I'm having a bit of a hard time here coping with, you guessed it, some abandonment issues.
My best friend of a few years and I had recently entered into a (quite transient) relationship. He, much to my dismay and not unmet by great resistance, recently (2 weeks ago) decided to end the relationship. This was bad enough on me, I spent days upon days laying in my bed miserable and letting myself think I would never be able to feel the same way for someone, that I didn't deserve to have anyone, etc. Anyway, per-usual, he wanted to continue to be "best friends." I was very resistant to that idea, because I remember how miserable I was when we were not in a relationship: constantly worrying about if he was with someone else or that he was starting to like someone else without my knowledge. Now to the main issue. We have always been very close, as friends or as more. We haven't gone a single day in the past two years without talking to each other for a significant portion of the day. Now, in a week, we both will be going off to different universities. I have been really dreading this because, due to my BPD, I get very jealous when he spends any time with anyone other than myself. For the past couple of weeks, I have constantly been calling him telling him how much I hate him and never want to speak to him again, only to call him right back telling him I am sorry and he is my best friend and I can't imagine living without him.

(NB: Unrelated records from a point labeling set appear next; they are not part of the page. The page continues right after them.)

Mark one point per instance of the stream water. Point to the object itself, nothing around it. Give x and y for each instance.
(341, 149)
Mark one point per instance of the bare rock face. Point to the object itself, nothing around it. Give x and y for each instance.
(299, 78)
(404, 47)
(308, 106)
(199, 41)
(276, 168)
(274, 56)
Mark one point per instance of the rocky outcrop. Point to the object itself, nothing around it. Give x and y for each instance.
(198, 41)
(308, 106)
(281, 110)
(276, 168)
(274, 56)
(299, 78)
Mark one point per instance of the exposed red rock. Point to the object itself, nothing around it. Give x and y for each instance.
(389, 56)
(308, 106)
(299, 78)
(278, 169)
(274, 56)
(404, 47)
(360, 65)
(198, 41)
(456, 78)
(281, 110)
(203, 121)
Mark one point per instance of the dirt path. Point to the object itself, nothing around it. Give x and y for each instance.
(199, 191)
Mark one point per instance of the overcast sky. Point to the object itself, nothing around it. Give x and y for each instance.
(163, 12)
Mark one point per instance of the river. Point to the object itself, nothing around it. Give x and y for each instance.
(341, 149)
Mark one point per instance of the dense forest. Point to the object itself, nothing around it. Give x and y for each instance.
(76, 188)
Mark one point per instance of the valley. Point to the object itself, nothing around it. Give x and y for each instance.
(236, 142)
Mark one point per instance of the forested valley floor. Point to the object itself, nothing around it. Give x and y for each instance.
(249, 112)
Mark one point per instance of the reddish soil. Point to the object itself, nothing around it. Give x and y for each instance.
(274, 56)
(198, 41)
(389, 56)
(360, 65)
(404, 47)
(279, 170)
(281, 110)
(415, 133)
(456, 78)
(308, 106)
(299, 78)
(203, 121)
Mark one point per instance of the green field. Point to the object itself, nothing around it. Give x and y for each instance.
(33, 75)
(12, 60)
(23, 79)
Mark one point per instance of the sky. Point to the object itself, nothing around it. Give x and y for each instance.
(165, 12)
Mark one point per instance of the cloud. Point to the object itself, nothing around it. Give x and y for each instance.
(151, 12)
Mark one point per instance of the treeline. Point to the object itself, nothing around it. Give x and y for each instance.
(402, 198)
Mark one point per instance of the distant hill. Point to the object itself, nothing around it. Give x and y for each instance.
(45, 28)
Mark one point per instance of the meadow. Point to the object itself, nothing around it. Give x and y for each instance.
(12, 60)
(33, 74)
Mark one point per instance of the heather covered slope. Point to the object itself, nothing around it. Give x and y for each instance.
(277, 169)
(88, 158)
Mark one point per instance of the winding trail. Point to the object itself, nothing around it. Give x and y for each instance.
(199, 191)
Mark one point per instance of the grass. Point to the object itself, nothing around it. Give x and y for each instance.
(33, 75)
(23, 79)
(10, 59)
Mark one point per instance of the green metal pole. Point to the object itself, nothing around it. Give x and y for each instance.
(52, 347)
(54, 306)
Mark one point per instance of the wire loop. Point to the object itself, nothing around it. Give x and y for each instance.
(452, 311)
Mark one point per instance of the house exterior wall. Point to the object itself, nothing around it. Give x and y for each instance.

Today I was having a conversation with him and we were talking about going off to college. We started talking about how it is going to be difficult to keep up our friendship. Then came the stunner. He said this to me: "I know it's going to be hard. But I will try to talk to you at least once a month."
Click.
I had to hang up the phone because I was so panicky. This is a person who I am completely obsessed with and literally cannot function without talking to. I was expecting a "I'll try to call you every night before I get started on work or go out." So basically all day today I have been a nervous wreck. I am showing it physically. My family has been commenting on how pale I am. I am shaking uncontrollably. I guess the point of this post is to ask: how am I supposed to even survive (at least for the next week) without breaking down as I always do and texting or calling him, when I know I am not wanted? I can (and have before) make these promises to myself that I am not going to let it bother me, or that I am not going to talk to him, and just give him space, but four hours later I find myself typing a message or making a phone call. What can I do? Am I just a lost cause?